La journée a commencée de façon un peu étrange. Ma chaîne stéréo ne s'est pas mise à me jouer une chanson entraînante donnant envie de se tirer du lit pour affronter une nouvelle journée. Non, c'est plutôt le téléphone, qui m'a permis de constater que la tempête avait causé une perte de courant momentanée dans la nuit et que je n'avais plus l'heure nulle part dans l'appartement, sauf sur l'ordinateur, qui est par contre toujours en avance.

J'ai mangé en parcourant le journal, rapidement. Juste un cahier.

J'ai ensuite enfilé ma chemise noire. Puis mon foulard noir, et ma veste noire, et mon chandail marine (je n'ai pas de chandail noir), puis mon veston gris comme le ciel.

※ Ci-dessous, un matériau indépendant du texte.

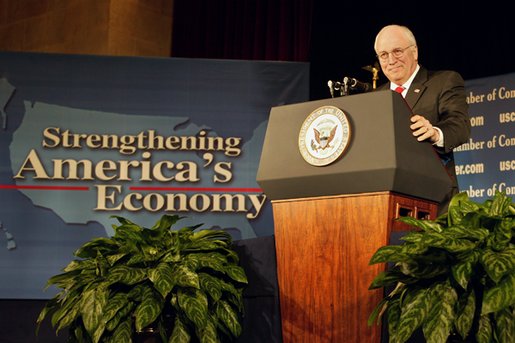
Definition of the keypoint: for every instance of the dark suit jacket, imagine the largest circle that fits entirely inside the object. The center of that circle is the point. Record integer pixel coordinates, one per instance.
(440, 97)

Je suis descendu et j'ai frappé à la porte du proprio pour payer mon loyer. Il n'a pas répondu. Il peut ne pas répondre du mois s'il le désire, ça ne me dérange pas. J'ai descendu les derniers escaliers et je suis embarqué dans la voiture qui m'attendait. Nous avons pris la route et nous sommes rendus au funérailles.

Dans un petit village où tout le monde se connait, se trouvait un petit salon funéraire où je ne connaissais quasiment personne. J'ai fait la connaissance de trois cousines mignonnes qui ignoraient mon existence. Pour ma part, j'ignorais que les enfants grandissent. J'ai revu plusieurs personnes qui ne savent rien de moi et à propos de qui je ne connais rien non plus. Nous avons échangés quelques banalités, dans les meilleurs des cas. Pour le reste, des poignées de mains et des sourires polis ont suffit.

Et tous ces gens qui se connaissaient à peine s'étaient réunies pour enterrer la seule personne qui les unissaient réellement tous dans ce village. C'était triste. Triste de voir que la mort de quelqu'un doit être célébré de façon aussi morne et dans des conditions aussi strictes. Mais c'était normal. Je ne connaissais pas beaucoup de gens qui étaient là et à qui tout cela faisait du bien.

Une de mes cousines mignonnes a lu un texte que je n'aurais jamais pu écrire. Je crois que je suis trop dur par moments.

Il y avait le froid qui nous fouettait le visage. Il y avait les fleurs, en quantité industrielle, qui allaient aussi mourir. Il y avait le vent, qui se glissaient à l'intérieur de nos manteaux et qui se baladait sur notre corps. Il y avait la chaleur réconfortante d'une salle vide qu'on a rempli. Et la chaleur réconfortante du café cheap dans des verres en styromousse.